Leith is ever prepared with a quick comment or dry remark, however, her (somewhat accidental) catchphrase - "Is it worth the calories?" - might be one of her abiding principles, but it wasn't meant to become her personal slogan.
"I always judge things by, 'I don't care how many calories it's got, it's so delicious I'm going to eat it', or, 'It's a special occasion, it's worth the calories'. I won't eat something which is high in calories and not particularly wonderful, because that's just not worth it, you feel guilty after," she explains, adding: "Now I hardly ever say it because I feel self-conscious!"
Talking of guilt and food, she admits she'll occasionally diet "because I get too fat!" But that 'diet' - more of a rebalancing, really - consists of "laying off the booze and too much food", while the deep-seated association of guilt with food, she says, is "really dangerous".
"All this worry about clean gut and stuff just makes people nervous about what's going in their mouths," says Leith. "It's such a boring thing to say but it's the absolute truth, that the answer to a healthy lifestyle is moderation. Even people who are fanatic runners and run millions of miles, they're the ones in old age who are so crippled with arthritis they can barely move - too much exercise is as bad as no exercise, and too much food is as bad as no food."

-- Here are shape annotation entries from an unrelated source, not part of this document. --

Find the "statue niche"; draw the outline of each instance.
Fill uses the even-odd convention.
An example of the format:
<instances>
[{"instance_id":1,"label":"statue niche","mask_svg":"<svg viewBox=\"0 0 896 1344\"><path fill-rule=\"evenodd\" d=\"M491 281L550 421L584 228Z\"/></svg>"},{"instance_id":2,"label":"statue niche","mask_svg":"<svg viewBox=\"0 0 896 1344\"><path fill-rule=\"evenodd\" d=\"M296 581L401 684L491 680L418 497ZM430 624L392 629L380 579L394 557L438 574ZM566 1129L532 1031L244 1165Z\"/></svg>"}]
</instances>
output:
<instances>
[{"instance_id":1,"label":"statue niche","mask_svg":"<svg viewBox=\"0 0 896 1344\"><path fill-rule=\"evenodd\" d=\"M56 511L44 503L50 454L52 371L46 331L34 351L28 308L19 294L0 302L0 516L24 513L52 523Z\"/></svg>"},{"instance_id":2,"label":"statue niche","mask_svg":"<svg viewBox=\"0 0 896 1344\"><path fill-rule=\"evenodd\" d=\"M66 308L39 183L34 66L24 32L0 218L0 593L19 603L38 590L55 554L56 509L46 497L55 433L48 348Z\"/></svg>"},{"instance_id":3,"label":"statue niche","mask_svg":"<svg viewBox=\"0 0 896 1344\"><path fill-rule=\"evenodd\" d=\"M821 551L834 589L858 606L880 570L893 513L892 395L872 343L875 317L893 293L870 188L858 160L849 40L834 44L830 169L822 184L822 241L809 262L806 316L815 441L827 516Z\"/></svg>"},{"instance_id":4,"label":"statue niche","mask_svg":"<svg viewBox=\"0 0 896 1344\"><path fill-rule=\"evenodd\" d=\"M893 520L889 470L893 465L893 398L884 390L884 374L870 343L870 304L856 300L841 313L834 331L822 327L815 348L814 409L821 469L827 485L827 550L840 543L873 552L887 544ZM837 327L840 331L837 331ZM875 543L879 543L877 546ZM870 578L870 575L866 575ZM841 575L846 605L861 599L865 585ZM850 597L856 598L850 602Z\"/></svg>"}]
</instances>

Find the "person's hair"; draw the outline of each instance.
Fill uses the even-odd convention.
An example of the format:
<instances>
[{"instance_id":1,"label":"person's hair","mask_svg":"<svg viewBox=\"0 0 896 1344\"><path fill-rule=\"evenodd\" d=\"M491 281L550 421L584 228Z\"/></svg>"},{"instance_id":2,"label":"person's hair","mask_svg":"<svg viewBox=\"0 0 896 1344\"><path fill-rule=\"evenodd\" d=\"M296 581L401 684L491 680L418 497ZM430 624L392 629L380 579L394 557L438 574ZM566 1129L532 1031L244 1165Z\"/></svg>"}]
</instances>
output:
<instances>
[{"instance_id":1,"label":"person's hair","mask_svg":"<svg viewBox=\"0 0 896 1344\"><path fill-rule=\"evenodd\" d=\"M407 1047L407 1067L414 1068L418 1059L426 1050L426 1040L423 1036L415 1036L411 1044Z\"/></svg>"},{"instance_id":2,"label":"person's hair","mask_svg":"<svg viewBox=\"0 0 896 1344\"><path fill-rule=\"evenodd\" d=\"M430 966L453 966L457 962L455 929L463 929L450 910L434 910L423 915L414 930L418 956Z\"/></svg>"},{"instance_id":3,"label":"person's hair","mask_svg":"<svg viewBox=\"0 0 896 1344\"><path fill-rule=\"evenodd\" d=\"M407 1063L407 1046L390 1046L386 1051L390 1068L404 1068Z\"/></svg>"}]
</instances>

There have been developments around eating and cooking over the past few decades that she does find encouraging though: "There's much more interest in food now because of television mostly," she notes. "One wants them to move from watching the telly to actually doing it."
She believes TV is beginning to prod people to pick up a frying pan but is adamant there needs to be more focus on learning cookery skills at school, and more support for people who aren't adept in the kitchen. "Life has got tougher and tougher for people on a real tight budget, so people who have never learnt to cook, who didn't learn at school and their mothers didn't cook, who have basically grown up on junk food, it's really difficult for them to change unless someone will give them a hand," she says, "because if you can't cook, you're not going to risk your benefit money on something the children won't eat because they've never seen it before."
Endlessly practical and committed, Leith is a patron of the Chefs In Schools charity, which aims to get professional chefs into school classrooms, alongside her Bake Off role.
"I have never managed to put my feet up, ever," she notes. "I'm having a little revival here in my old age, a kind of renaissance, it's all very exciting."
Prue: My All-time Favourite Recipes by Prue Leith, photography by David Loftus, is published by Bluebird, priced £25. Available now.